Un inquietante inquilino del cuore umano
È probabilmente l’approccio antropologico quello più adatto ad indagare un’aggressività che si manifesta con preoccupante ciclicità e che al tempo stesso sembra affondare le proprie radici molto in profondità nel cuore umano. In questo senso, e senza assumere l’intero schema girardiano, sembra corretto rintracciare nelle religioni una tendenza originaria a contenere la violenza. Paradigmatica è la funzione del taglione nell’Antico Testamento: la vendetta è ammessa, ma dev’essere mantenuta entro limiti stabiliti, come insegna in modo non banale il tanto vituperato principio dell’“occhio per occhio”. Ma controllare la violenza non significa annullarla. Così le culture antiche mantengono una profonda ambiguità nei confronti della violenza, da cui non va esente neppure l’esperienza raccontata nelle pagine dell’Antico Testamento. Allo stesso tempo però riaffiora insistente il desiderio di un ultimo approdo in cui il dramma conosca una soluzione. Agli inizi dell’Antico Testamento la storia di Caino e Abele descrive certo il tragico irrompere dell’omicidio sulla terra, ma ne denuncia anche l’estraneità al disegno divino. «La voce del sangue di tuo fratello grida a me dal suolo» (Gen 4,10) dichiara Dio a Caino. La parola sangue è al plurale e questo dettaglio offrirà alla tradizione esegetica ebraica il punto di partenza per affermare che «chiunque distrugge una vita umana è come se distruggesse un mondo e viceversa chi salva una vita è come se salvasse un mondo intero»3.
«Soffrendo non minacciava vendetta»
La vicenda di Cristo appare come la sovrabbondante risposta a questa attesa che la storia religiosa dell’umanità manifesta. Essa rappresenta un oggettivo superamento della spirale della vendetta e come tale misura il passato e il futuro della storia umana («io sono venuto in questo mondo per giudicare» Gv 9,39). È la misteriosa «spada» (Mt 10,34) che il Nazareno è venuto a portare, «perché siano svelati i pensieri di molti cuori» (Lc 2,35). Tanto è vero che l’obiezione più comune che da quel momento verrà mossa non riguarderà tanto la bontà del nuovo principio introdotto da Cristo, quanto la sua attuabilità pratica, che sarebbe smentita, prima di tutto, dalle numerose infedeltà dei cristiani stessi. Senza sottovalutare la portata di questo richiamo a una coerenza di vita, personale e comunitaria, la tradizione cristiana considera invece la non-attuabilità di questo ideale sul piano puramente umano come una testimonianza suprema (“martirio”) del divino all’opera nel mondo. Resta perciò convinta che, con la grazia di Dio, sia veramente possibile «seguire le orme» (1Pt2,21) del Crocifisso Risorto. Siamo qui davvero al cuore della fede indivisa, di quell’ «ecumenismo del martirio» di cui ha parlato Papa Francesco indicandola come «un potente richiamo a camminare lungo la strada della riconciliazione tra le Chiese»4.
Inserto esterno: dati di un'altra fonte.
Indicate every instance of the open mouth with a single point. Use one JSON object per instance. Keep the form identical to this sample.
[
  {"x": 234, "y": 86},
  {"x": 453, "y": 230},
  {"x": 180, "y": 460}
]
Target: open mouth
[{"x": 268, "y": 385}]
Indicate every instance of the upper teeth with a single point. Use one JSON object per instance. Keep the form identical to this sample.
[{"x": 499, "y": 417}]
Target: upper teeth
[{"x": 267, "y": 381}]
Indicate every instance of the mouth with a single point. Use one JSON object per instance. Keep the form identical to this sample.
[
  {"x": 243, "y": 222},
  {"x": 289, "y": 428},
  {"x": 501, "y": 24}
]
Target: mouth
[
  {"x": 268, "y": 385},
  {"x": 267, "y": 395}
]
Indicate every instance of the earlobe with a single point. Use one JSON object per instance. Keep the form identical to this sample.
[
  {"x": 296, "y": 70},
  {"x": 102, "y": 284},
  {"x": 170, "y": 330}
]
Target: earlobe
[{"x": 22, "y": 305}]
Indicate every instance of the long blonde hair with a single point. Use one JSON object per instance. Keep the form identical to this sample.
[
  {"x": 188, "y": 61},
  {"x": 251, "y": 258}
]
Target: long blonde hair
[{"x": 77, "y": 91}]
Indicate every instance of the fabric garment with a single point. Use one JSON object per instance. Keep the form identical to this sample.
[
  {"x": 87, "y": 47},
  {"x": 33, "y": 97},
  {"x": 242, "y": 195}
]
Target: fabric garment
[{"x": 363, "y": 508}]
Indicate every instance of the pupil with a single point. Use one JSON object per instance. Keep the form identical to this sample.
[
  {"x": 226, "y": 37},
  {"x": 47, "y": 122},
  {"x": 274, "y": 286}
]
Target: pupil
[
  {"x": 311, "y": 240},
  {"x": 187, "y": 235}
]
Il congedo definitivo dalla logica della violenza che l’evento pasquale porta in sé è anche il principale contributo che come cristiani pensiamo di poter offrire oggi al dialogo interreligioso. È stata la grande intuizione di Assisi e il messaggio che Papa Francesco ha ripetuto di recente in Terra Santa, come pure in Albania e in Turchia, lanciando dalla spianata delle moschee «un accorato appello a tutte le persone e le comunità che si riconoscono in Abramo: rispettiamoci ed amiamoci gli uni gli altri come fratelli e sorelle! Impariamo a comprendere il dolore dell’altro! Nessuno strumentalizzi per la violenza il nome di Dio! Lavoriamo insieme per la giustizia e per la pace!»5. Una pace che non sia una semplice tregua tra contendenti in armi, che accettano un precario modus vivendi a causa dell’impossibilità fisica di sopprimersi, ma un’autentica e cordiale riconciliazione può essere solo invocata come dono di Dio ed è pertanto luogo privilegiato del dialogo tra i credenti delle diverse religioni. Nella stessa lunghezza d’onda, risuona con particolare forza il discorso che Giovanni Paolo II rivolse a Sarajevo ai rappresentanti della comunità musulmana, al termine di una guerra terribile condotta secondo linee etnico-religiose: «Tutti gli esseri umani – disse Giovanni Paolo II – sono posti da Dio sulla terra, affinché percorrano un pellegrinaggio di pace, ciascuno a partire dalla situazione in cui si trova e dalla cultura che lo riguarda»6.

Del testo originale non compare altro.